Saturday 8 May 2010

Zama at Carronade

We replayed Zama at the Carronade show in Falkirk today.  This time, it was a draw with both armies reaching their break point in the same turn, Carthage first.  Photos courtesy of Michael:

All three show the point of contact between the first waves of infantry in both armies.  I really like the first one, the close-up, which shows some of Simon the Big Red Bat's elephant casualty figures.  The second photo is a full table shot from the Roman right rear; the third is from the Carthaginian left rear.  In all three you should be able to see the second and third lines of Carthaginians, and the Principes with Triarii in column in reserve on the Roman side. 

After the Battle Day game on the sand table, which was a comprehensive Roman victory, we tweaked the rules somewhat.  The Romans were allowed a pilum volley once per unit; to compensate, the Ligurians and Celtiberians could only try to gain impetus once.  We also raised the quality of the Carthaginian citizens to Veteran Medium Infantry.  The idea was to try to get the central grinding match as close as possible.

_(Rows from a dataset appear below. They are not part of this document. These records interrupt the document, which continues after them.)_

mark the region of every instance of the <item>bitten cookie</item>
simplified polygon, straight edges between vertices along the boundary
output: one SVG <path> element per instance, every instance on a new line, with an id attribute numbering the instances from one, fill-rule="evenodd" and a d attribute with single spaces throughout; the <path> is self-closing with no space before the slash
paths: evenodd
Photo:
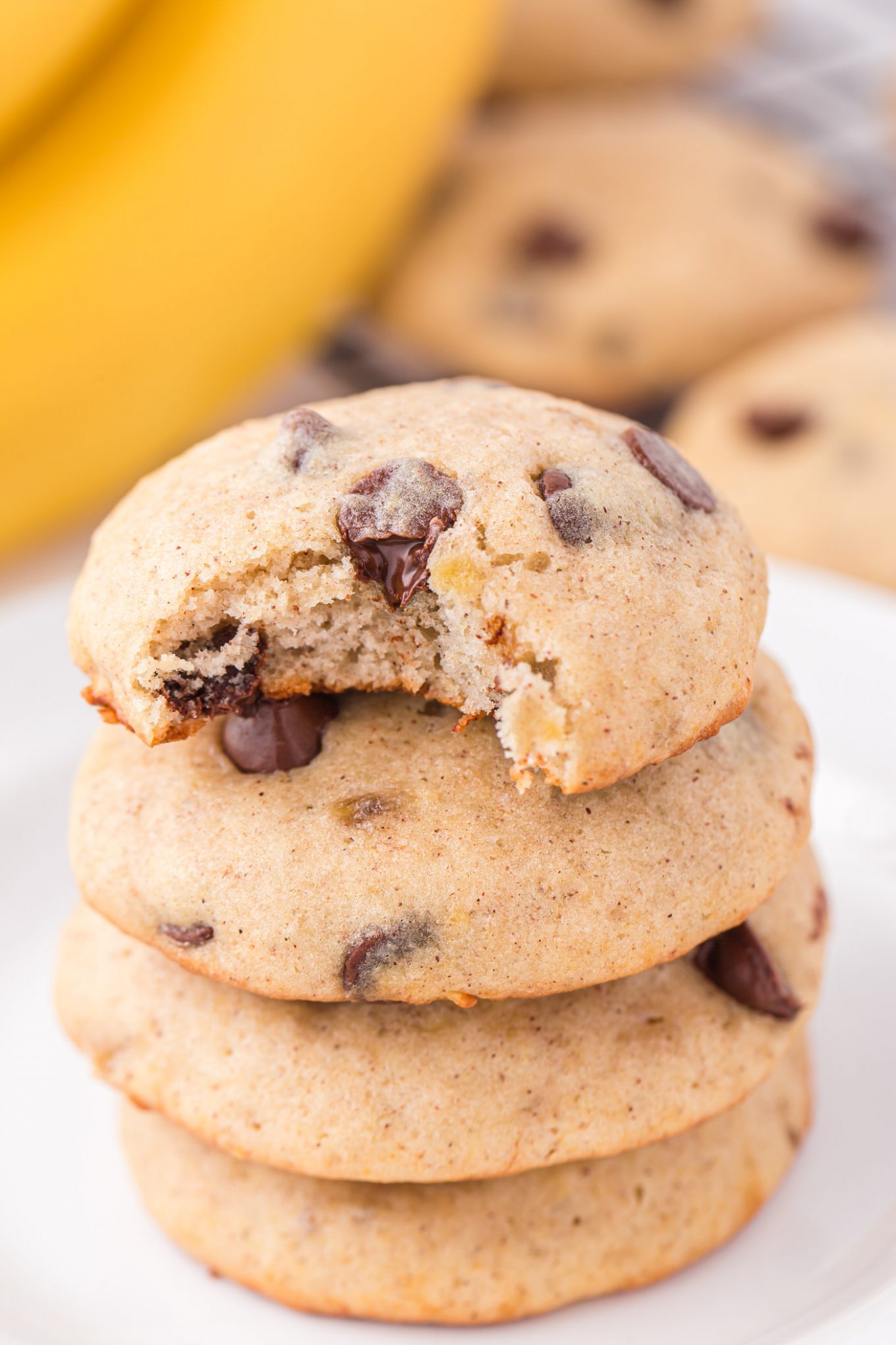
<path id="1" fill-rule="evenodd" d="M 814 323 L 709 374 L 670 421 L 768 550 L 896 586 L 896 321 Z"/>
<path id="2" fill-rule="evenodd" d="M 81 892 L 258 994 L 463 1002 L 677 958 L 760 905 L 809 837 L 809 729 L 764 658 L 733 724 L 592 795 L 520 796 L 492 726 L 454 725 L 353 693 L 152 751 L 102 728 L 73 799 Z"/>
<path id="3" fill-rule="evenodd" d="M 238 1158 L 355 1181 L 501 1177 L 653 1143 L 740 1102 L 811 1013 L 825 931 L 806 851 L 746 929 L 696 959 L 415 1009 L 262 999 L 82 905 L 56 1003 L 102 1079 Z"/>
<path id="4" fill-rule="evenodd" d="M 596 790 L 743 709 L 766 607 L 736 514 L 660 436 L 480 379 L 236 426 L 98 529 L 89 697 L 148 744 L 255 698 L 494 713 L 524 785 Z"/>
<path id="5" fill-rule="evenodd" d="M 799 1044 L 696 1130 L 494 1181 L 297 1177 L 130 1104 L 124 1137 L 149 1212 L 214 1271 L 317 1313 L 472 1323 L 646 1284 L 719 1247 L 783 1178 L 809 1114 Z"/>
<path id="6" fill-rule="evenodd" d="M 379 316 L 446 371 L 649 420 L 865 299 L 876 261 L 870 222 L 780 137 L 672 98 L 541 100 L 474 132 Z"/>
<path id="7" fill-rule="evenodd" d="M 755 20 L 756 0 L 513 0 L 494 82 L 519 91 L 669 79 Z"/>

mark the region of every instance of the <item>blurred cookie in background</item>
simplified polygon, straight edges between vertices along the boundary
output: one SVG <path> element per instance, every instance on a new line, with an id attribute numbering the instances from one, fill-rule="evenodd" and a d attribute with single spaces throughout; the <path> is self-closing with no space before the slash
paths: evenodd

In the event, the game worked really well.  The elephants took a nasty volley from the Velites before the latter were negated by the Carthaginian skirmishers.  This meant that when the elephants contacted the Hastati, the pachyderms were easily destroyed with little loss to Rome.  The central infantry grind then began, with only a couple of Ligurian units getting in a full charge.  When the dust cleared from the initial contact, the Carthaginian expendables had been expended, but nearly half of the Hastati were still there, albeit damaged.  The Citizens went in next and finished off the Hastati at horrendous cost to themselves.  They in turn were wiped out by the Principes, inflicting enough damage to give Hannibal's veterans a good chance.

In the meantime, both sides were extremely unwilling to commit their heavy cavalry.  When the clash did come, the Carthaginians were comprehensively wiped out, unlike the previous game.  On the other flank, Masinissa recklessly charged in against Tychaeus and had a bad time, spending the rest of the game skirmishing ineffectually.

The overall crisis came right across the front.  On the Roman left, one unit of Hannibal's troopers had to peel off to stop the cavalry flanking the entire Carthaginian army.  This gave the Romans superiority in this part of the line, which they exploited ruthlessly, as is their wont.  The Bruttians in the centre of the third line of Hannibal's army crunched through the Principes and into the Triarii.  And on the Roman right some of Tychaeus' horse managed to help out against the rightmost unit of Triarii.

The Carthaginian army reached its break point first, but as we played out the turn to full conclusion, so did the Romans.

For photos of the other games, see


  1. Lordy! Sounds like a fantastic battle - and a lot closer than our Punic War clashes.

  2. Cheers, Phil, it took a bit of work to make it a close game.